Nauka rajdowego rzemiosła trwa, bez napinki.

Drugi dzień Rallye du Var pokazał, że Robert Kubica kolejny raz jedzie w swoim własnym rajdzie. Po odpadnięciu Freddy’ego Loixa, który po sześciu odcinkach specjalnych przegrywał z polsko-włoską załogą o dwie minuty, drugą lokatę przejął Cedric Robert, zwycięzca tego rajdu sprzed dwóch lat. Nowo koronowany wicemistrz Francji, jadący Peugeotem 207 S2000, traci do Kubicy ponad pięć minut. W rozmowie po zjeździe do parku zamkniętego polski kierowca stwierdził, że jedzie na luzie i ma nadzieję, że w niedzielę będzie padać.

– Wszystko gra, jedzie się sympatycznie i bez jakiejś większej napinki – powiedział Robert. – Rytm mamy dobry, chcemy sprawdzić opis, możliwości samochodu, wyczuć auto oraz opony. Dobrze się bawimy, bardzo nam się podoba jazda Citroenem C4, a ogumienie Pirelli spisuje się bardzo dobrze.

Kubica pokonał dzisiaj prawie 110 kilometrów z pomiarem czasu: pięć odcinków specjalnych, z których dwa miały po ponad 30 kilometrów długości. Dzień był zatem dość długi, choć z perspektywy Roberta chyba nie do końca…
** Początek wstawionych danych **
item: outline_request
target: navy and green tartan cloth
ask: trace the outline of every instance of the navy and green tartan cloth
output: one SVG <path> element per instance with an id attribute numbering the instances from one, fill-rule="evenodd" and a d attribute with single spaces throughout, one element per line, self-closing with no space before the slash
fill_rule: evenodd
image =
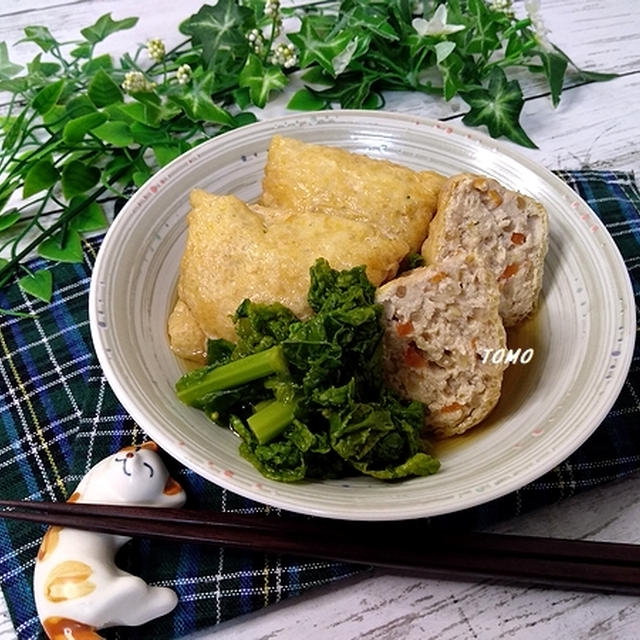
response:
<path id="1" fill-rule="evenodd" d="M 632 174 L 559 172 L 607 225 L 640 296 L 640 193 Z M 109 389 L 93 352 L 87 317 L 91 270 L 101 238 L 85 244 L 84 262 L 52 267 L 49 305 L 11 285 L 0 308 L 0 496 L 66 500 L 90 464 L 144 434 Z M 34 262 L 34 267 L 41 266 Z M 639 341 L 640 342 L 640 341 Z M 640 344 L 615 406 L 592 437 L 556 469 L 519 491 L 432 525 L 479 527 L 556 502 L 640 470 Z M 165 458 L 191 507 L 264 512 Z M 271 510 L 274 511 L 274 510 Z M 18 637 L 42 638 L 32 595 L 34 559 L 44 526 L 0 519 L 0 580 Z M 136 539 L 117 558 L 123 569 L 179 596 L 171 613 L 142 627 L 114 628 L 108 638 L 177 638 L 364 570 L 260 552 Z"/>

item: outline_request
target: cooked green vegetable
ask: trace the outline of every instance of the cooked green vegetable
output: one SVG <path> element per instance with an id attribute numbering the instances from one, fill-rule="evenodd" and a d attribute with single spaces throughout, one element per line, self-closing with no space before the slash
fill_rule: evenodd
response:
<path id="1" fill-rule="evenodd" d="M 310 275 L 314 315 L 245 300 L 237 344 L 210 341 L 209 364 L 178 380 L 178 397 L 232 429 L 241 455 L 274 480 L 435 473 L 424 405 L 384 387 L 382 309 L 364 267 L 319 259 Z"/>
<path id="2" fill-rule="evenodd" d="M 264 378 L 270 374 L 286 373 L 287 364 L 282 348 L 271 347 L 225 364 L 214 364 L 197 369 L 178 380 L 176 391 L 182 402 L 190 405 L 206 403 L 212 392 L 239 387 L 246 382 Z"/>

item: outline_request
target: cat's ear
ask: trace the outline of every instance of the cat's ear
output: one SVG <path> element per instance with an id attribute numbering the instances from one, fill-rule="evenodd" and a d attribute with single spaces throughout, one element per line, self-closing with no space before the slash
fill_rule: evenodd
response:
<path id="1" fill-rule="evenodd" d="M 147 440 L 142 444 L 130 444 L 126 447 L 122 447 L 122 449 L 120 449 L 118 453 L 127 452 L 127 451 L 135 452 L 135 451 L 139 451 L 140 449 L 150 449 L 151 451 L 155 451 L 155 453 L 158 453 L 159 451 L 158 445 L 153 440 Z"/>
<path id="2" fill-rule="evenodd" d="M 167 483 L 164 485 L 164 489 L 162 490 L 167 496 L 174 496 L 177 493 L 184 493 L 180 483 L 174 480 L 171 476 L 167 478 Z"/>
<path id="3" fill-rule="evenodd" d="M 168 476 L 162 495 L 158 498 L 159 506 L 181 507 L 186 499 L 187 494 L 180 483 Z"/>

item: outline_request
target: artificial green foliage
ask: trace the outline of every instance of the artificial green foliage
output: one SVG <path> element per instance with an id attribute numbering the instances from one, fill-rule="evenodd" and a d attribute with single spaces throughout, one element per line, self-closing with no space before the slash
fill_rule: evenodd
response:
<path id="1" fill-rule="evenodd" d="M 34 249 L 76 259 L 81 234 L 107 224 L 96 211 L 193 146 L 254 122 L 292 75 L 303 88 L 291 109 L 377 109 L 398 90 L 458 97 L 467 125 L 534 146 L 515 71 L 543 79 L 554 105 L 569 73 L 613 76 L 577 69 L 536 31 L 539 17 L 519 10 L 508 0 L 218 0 L 166 34 L 186 38 L 175 48 L 155 40 L 117 59 L 96 45 L 136 17 L 105 14 L 73 42 L 26 27 L 17 43 L 0 42 L 0 91 L 10 96 L 0 119 L 0 286 L 16 276 L 33 294 L 24 261 Z M 37 54 L 22 67 L 14 45 Z M 90 207 L 90 224 L 70 224 Z"/>

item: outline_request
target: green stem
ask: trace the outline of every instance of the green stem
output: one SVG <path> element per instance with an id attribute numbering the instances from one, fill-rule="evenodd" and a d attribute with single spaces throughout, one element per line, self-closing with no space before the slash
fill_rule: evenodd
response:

– Ja wiem, czy długi? Szybko się skończył. Kilometrowo nie był chyba taki długi, jak w Bassano – skwitował i nie powstrzymał się przed wetknięciem małej szpileczki tym, którzy nie doceniają poziomu włoskich rajdów. – Jeśli chodzi o mnie [o formę fizyczną], to dużo do sprawdzania nie było, ponieważ rajdy, w których startowałem – te sławne, trzecioligowe włoskie imprezy – są wymagające i włoskie odcinki też są wymagające. Tak jak mówię, w Bassano był dość krótki rajd, 130 kilometrów, ale w jeden dzień przejechaliśmy 125, więc było to sporo jak na krajowe rajdy – regionalne, włoski odpowiednik naszego Pucharu PZM albo nawet gorzej. Ogólnie żarty żartami, ale wszystko jest dobrze, wszystko gra.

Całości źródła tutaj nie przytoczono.